382. codecvt do_in/out result

Section: 25.4.1.4 [locale.codecvt] Status: NAD Submitter: Martin Sebor Opened: 2002-08-30 Last modified: 2016-02-10

Priority: Not Prioritized

View all other issues in [locale.codecvt].

View all issues with NAD status.

Discussion:

It seems that the descriptions of codecvt do_in() and do_out() leave sufficient room for interpretation so that two implementations of codecvt may not work correctly with the same filebuf. Specifically, the following seems less than adequately specified:

  1. the conditions under which the functions terminate
  2. precisely when the functions return ok
  3. precisely when the functions return partial
  4. the full set of conditions when the functions return error
  1. 25.4.1.4.2 [locale.codecvt.virtuals], p2 says this about the effects of the function: ...Stops if it encounters a character it cannot convert... This assumes that there *is* a character to convert. What happens when there is a sequence that doesn't form a valid source character, such as an unassigned or invalid UNICODE character, or a sequence that cannot possibly form a character (e.g., the sequence "\xc0\xff" in UTF-8)?
  2. Table 53 says that the function returns codecvt_base::ok to indicate that the function(s) "completed the conversion." Suppose that the source sequence is "\xc0\x80" in UTF-8, with from pointing to '\xc0' and (from_end==from + 1). It is not clear whether the return value should be ok or partial (see below).
  3. Table 53 says that the function returns codecvt_base::partial if "not all source characters converted." With the from pointers set up the same way as above, it is not clear whether the return value should be partial or ok (see above).
  4. Table 53, in the row describing the meaning of error mistakenly refers to a "from_type" character, without the symbol from_type having been defined. Most likely, the word "source" character is intended, although that is not sufficient. The functions may also fail when they encounter an invalid source sequence that cannot possibly form a valid source character (e.g., as explained in bullet 1 above).

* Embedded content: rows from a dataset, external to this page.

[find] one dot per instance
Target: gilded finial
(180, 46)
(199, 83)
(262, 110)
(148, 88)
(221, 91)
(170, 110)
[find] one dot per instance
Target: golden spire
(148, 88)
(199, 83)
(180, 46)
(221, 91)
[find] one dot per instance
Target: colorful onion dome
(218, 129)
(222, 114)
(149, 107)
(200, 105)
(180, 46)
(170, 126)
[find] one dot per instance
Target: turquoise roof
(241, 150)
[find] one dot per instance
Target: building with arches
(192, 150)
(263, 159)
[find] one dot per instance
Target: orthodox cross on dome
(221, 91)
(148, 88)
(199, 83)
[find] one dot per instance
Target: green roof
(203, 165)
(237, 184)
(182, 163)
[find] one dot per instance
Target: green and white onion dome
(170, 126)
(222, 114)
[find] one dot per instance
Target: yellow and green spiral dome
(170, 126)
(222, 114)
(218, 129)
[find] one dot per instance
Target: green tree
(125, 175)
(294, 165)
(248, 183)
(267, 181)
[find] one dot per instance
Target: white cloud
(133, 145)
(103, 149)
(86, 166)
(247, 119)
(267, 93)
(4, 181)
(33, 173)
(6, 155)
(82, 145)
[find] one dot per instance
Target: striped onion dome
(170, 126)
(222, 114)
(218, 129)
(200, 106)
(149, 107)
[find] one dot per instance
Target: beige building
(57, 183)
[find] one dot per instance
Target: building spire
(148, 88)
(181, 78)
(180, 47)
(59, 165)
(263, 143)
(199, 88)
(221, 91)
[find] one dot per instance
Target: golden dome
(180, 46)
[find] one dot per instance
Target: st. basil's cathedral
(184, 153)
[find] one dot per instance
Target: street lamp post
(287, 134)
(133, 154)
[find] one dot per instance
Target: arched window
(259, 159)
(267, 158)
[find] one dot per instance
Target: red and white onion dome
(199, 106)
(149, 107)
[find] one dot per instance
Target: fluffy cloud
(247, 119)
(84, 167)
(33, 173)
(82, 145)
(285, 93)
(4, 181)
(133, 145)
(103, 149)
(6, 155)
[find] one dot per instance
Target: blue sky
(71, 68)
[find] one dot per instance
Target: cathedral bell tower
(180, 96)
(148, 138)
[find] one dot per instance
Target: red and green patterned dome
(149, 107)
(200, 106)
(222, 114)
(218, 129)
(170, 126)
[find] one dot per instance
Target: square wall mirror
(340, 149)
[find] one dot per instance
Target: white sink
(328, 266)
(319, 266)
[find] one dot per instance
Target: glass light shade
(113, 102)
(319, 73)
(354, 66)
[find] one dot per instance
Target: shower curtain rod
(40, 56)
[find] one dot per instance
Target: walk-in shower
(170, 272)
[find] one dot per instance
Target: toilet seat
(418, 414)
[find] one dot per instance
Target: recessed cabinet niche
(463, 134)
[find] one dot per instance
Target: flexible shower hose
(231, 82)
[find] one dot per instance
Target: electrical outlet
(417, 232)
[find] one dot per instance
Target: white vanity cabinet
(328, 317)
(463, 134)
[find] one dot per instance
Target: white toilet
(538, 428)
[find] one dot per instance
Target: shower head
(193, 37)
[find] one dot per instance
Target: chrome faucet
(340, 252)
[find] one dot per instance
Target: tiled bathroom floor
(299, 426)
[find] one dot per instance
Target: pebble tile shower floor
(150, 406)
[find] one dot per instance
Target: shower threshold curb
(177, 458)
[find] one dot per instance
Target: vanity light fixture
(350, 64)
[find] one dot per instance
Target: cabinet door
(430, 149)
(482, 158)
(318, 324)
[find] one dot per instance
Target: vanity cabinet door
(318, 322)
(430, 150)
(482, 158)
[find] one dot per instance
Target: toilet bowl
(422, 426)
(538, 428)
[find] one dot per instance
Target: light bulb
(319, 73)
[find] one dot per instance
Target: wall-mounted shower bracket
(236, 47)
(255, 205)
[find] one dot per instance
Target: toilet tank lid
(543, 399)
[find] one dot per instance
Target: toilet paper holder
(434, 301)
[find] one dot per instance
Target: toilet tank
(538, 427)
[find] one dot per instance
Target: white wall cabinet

Finally, the conditions described at the end of 25.4.1.4.2 [locale.codecvt.virtuals], p4 don't seem to be possible:

"A return value of partial, if (from_next == from_end), indicates that either the destination sequence has not absorbed all the available destination elements, or that additional source elements are needed before another destination element can be produced."

If the value is partial, it's not clear to me that (from_next ==from_end) could ever hold if there isn't enough room in the destination buffer. In order for (from_next==from_end) to hold, all characters in that range must have been successfully converted (according to 25.4.1.4.2 [locale.codecvt.virtuals], p2) and since there are no further source characters to convert, no more room in the destination buffer can be needed.

It's also not clear to me that (from_next==from_end) could ever hold if additional source elements are needed to produce another destination character (not element as incorrectly stated in the text). partial is returned if "not all source characters have been converted" according to Table 53, which also implies that (from_next==from) does NOT hold.

Could it be that the intended qualifying condition was actually (from_next != from_end), i.e., that the sentence was supposed to read

"A return value of partial, if (from_next != from_end),..."

which would make perfect sense, since, as far as I understand it, partial can only occur if (from_next != from_end)?

[Lillehammer: Defer for the moment, but this really needs to be fixed. Right now, the description of codecvt is too vague for it to be a useful contract between providers and clients of codecvt facets. (Note that both vendors and users can be both providers and clients of codecvt facets.) The major philosophical issue is whether the standard should only describe mappings that take a single wide character to multiple narrow characters (and vice versa), or whether it should describe fully general N-to-M conversions. When the original standard was written only the former was contemplated, but today, in light of the popularity of utf8 and utf16, that doesn't seem sufficient for C++0x. Bill supports general N-to-M conversions; we need to make sure Martin and Howard agree.]

[ 2009-07 Frankfurt ]

codecvt is meant to be a 1-to-N to N-to-1 conversion. It does not work well for N-to-M conversions. wbuffer_convert now exists, and handles N-to-M cases. Also, there is a new specialization of codecvt that permits UTF-16 <-> UTF-8 conversions.

NAD without prejudice. Will reopen if proposed resolution is supplied.